Bakalım Ekokent’i askıya çıktıktan sonra akademik odalar nasıl değerlendirecek…
Süreci hep birlikte takip edeceğiz.
ADRESE TESLİM KADRO İLANLARI
Bugün de adrese teslim kadro ilanları ile devam edelim.
İddia bir okurumuza ait yine.
Gönderdiği elektronik posta ise şöyle:
“Adrese teslim kadro ilanları devam ediyor. Bazen şöyle bir savunma oluyor. Bir doçentin profesörlüğü gelmiş yükselmesi için ilana çıkılıyor. O zaman başkası başvurmasın diye konu yazılıyor. Buradan şu mana çıkıyor. Profesör kadrosuna atanabilecek herkes başvurabilir ama engel konuyor. İç yükselme deyip üniversiteler savunma yapıyor. Bunu bir kenara koyalım. Geçmişte oldu o alanda Türkiye’de pek çok hoca olmasına rağmen bir profesör gelsin diye onun çalışma alanına dönük açıklama konup başka başvurular engellendi. Hatta bu kişi dekan bile yapıldı.”
İlandaki konu YÖK Ulusal Tez Merkezi’nde aratılınca kimin alınacağı belli oluyor kısacası.

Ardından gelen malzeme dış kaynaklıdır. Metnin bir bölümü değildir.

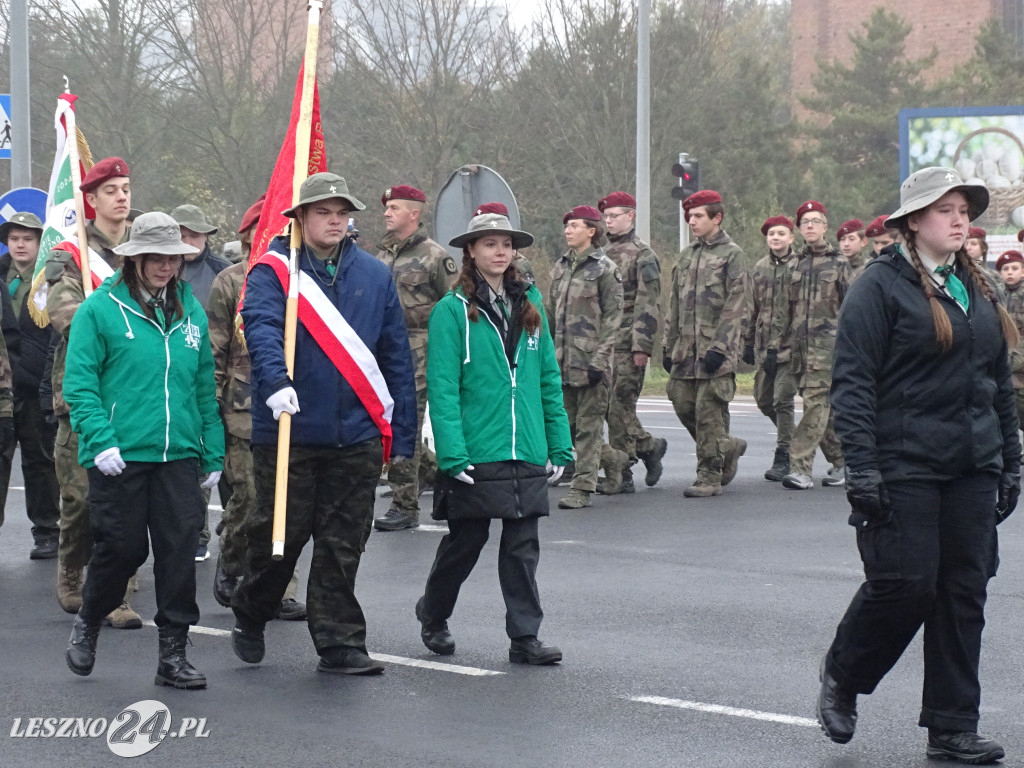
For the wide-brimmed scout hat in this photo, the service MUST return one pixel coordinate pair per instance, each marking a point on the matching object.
(925, 186)
(320, 186)
(492, 223)
(24, 219)
(192, 217)
(155, 232)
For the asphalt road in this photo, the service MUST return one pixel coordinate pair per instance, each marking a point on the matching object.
(691, 629)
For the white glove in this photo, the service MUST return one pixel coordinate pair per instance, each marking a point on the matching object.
(110, 462)
(284, 401)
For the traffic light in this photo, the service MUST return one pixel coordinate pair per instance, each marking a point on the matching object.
(688, 172)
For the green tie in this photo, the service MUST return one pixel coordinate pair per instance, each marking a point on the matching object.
(953, 285)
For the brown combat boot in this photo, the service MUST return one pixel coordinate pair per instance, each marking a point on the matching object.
(70, 589)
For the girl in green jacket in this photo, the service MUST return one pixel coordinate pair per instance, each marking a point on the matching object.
(496, 404)
(139, 383)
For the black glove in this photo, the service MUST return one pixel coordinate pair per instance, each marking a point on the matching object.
(1010, 489)
(6, 433)
(867, 496)
(713, 360)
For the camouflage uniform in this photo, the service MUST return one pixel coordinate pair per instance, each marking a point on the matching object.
(708, 307)
(641, 273)
(585, 306)
(64, 297)
(770, 282)
(423, 272)
(817, 286)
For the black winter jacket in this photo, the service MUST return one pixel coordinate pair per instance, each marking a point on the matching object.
(904, 407)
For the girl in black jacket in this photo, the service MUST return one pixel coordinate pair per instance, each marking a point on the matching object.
(925, 412)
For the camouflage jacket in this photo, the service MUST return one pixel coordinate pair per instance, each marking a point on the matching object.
(818, 284)
(232, 371)
(422, 271)
(770, 307)
(708, 307)
(1015, 305)
(585, 307)
(641, 292)
(64, 296)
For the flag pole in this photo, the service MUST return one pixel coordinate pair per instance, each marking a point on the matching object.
(303, 130)
(76, 179)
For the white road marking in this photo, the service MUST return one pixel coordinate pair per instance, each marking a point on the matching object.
(722, 710)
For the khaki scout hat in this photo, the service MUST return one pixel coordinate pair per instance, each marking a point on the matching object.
(492, 223)
(155, 232)
(24, 219)
(192, 217)
(925, 186)
(323, 186)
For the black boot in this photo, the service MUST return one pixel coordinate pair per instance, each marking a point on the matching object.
(174, 670)
(81, 653)
(779, 467)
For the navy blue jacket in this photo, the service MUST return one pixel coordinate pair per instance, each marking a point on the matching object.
(331, 414)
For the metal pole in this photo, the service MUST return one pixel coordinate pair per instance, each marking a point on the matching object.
(643, 120)
(20, 145)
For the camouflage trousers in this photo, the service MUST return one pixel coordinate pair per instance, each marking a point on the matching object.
(331, 499)
(702, 407)
(587, 409)
(76, 534)
(625, 430)
(775, 396)
(42, 494)
(404, 479)
(814, 430)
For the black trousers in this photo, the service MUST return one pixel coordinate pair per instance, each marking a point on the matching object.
(331, 499)
(518, 554)
(929, 566)
(164, 500)
(42, 494)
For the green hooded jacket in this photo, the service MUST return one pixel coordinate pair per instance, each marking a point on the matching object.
(132, 385)
(483, 410)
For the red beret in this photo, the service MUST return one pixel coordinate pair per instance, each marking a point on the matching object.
(1008, 258)
(251, 217)
(853, 225)
(776, 221)
(878, 227)
(107, 168)
(500, 208)
(811, 205)
(697, 199)
(588, 213)
(402, 192)
(616, 200)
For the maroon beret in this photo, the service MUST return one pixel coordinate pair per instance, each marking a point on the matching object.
(878, 226)
(402, 192)
(697, 199)
(616, 200)
(500, 208)
(848, 227)
(589, 213)
(776, 221)
(251, 217)
(107, 168)
(811, 205)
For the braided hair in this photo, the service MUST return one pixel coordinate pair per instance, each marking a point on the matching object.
(943, 330)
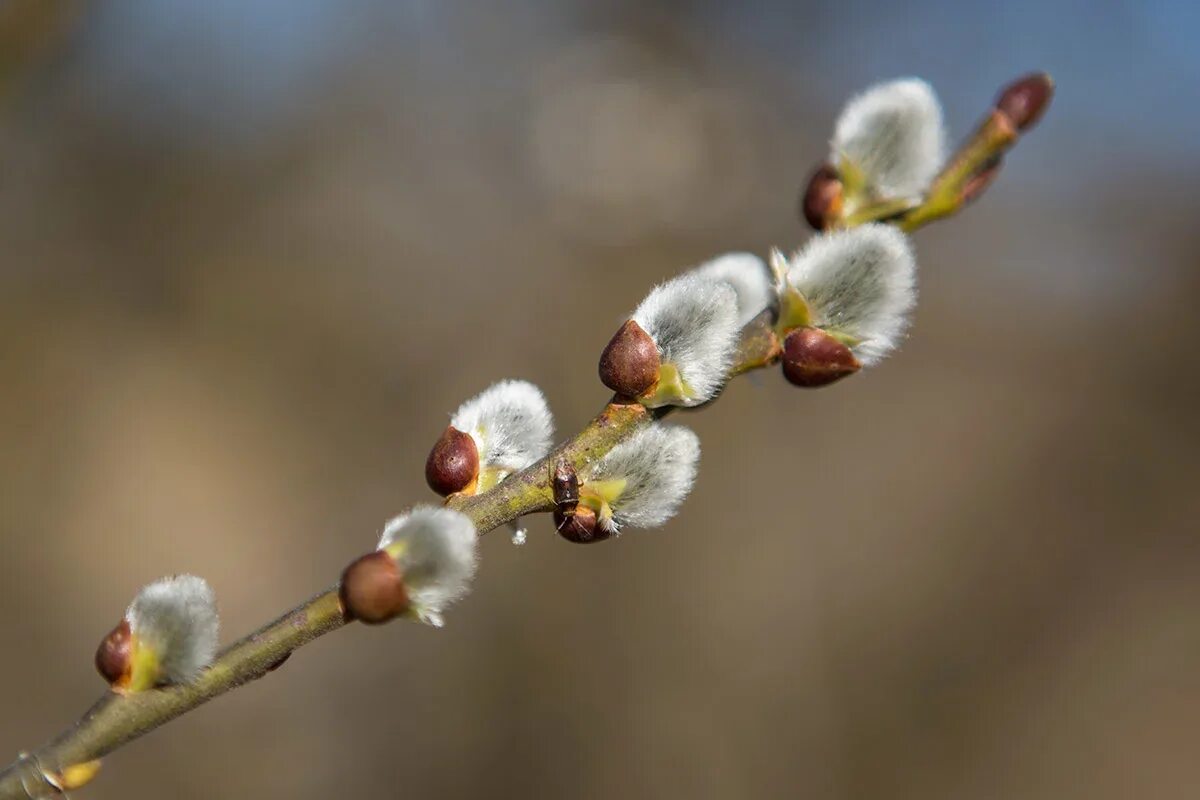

Elektronik postaya dönersek…
“Bazen çok nadir de olsa konu yazılmasa da belli bir kişi için öğretim üyesi, elemanı ilanı oluyor. Pek çok kişi başvuru yapıyor. Geliyor, gidiyor. Dosya hazırlıyor. Adayın bilimsel çalışma dosyasına bakılmıyor. Planlanan kişi alınıyor. Oysa kurum toplumdaki gariban kişinin ödediği vergi ile finanse ediliyor. Talimatı üst yönetim veriyor belki ama imzayı jüri atıyor. İdari mahkemeye başvurulsa jüri mesul. Risk alıp planlanan adaya göre rapor hazırlıyorlar. Pek çok kişi idari mahkemeye başvurmuyor. Uğraşmak istemiyor. Hem kazansa göreve atanınca huzur vermezler. Ne tuhaf derslerde ahlak, değerler, erdem vb. anlatılıyor.”
Alınacak kişinin belli olduğu bir kadro ilanı da örnek olarak gönderilmiş.
Sistemdeki çürümüşlüğün genele yayıldığını bildiğimiz için tek kurum ve isim üzerinden ilerlemek gerekli değil.
Ancak bütün üniversitelerde durum böyle denilerek işin içinden çıkmak yanlışı doğru yapmıyor.
Okurumuz adrese teslim ilanla alınacak kişiyle ilgili şunları da ilave etmiş:
“Belki çok yetenekli biridir. Ancak ilan rekabete açık olsa eğer bilimsel çalışmaları sağlamsa gene girebilirdi. Üniversite rektörleri ve diğer yöneticiler kişi olarak iyi olabilirler. Faydalı işler de yapabilirler. Ama kişiye özel ilana çıkılması yanlış. Kendi ailelerinin bir iş yeri varsa orada bunu yapabilirler.”
Haksız mı?
Uluslararası SSCI düzeyinde yayınları olanlar herhangi bir üniversitede kendine yer bulamazken…
Bir diploma ve telefonla makale yayınlayan bir dergide çıkmış tek makale ile birilerinin kadroya alınması hakkaniyete sığar mı?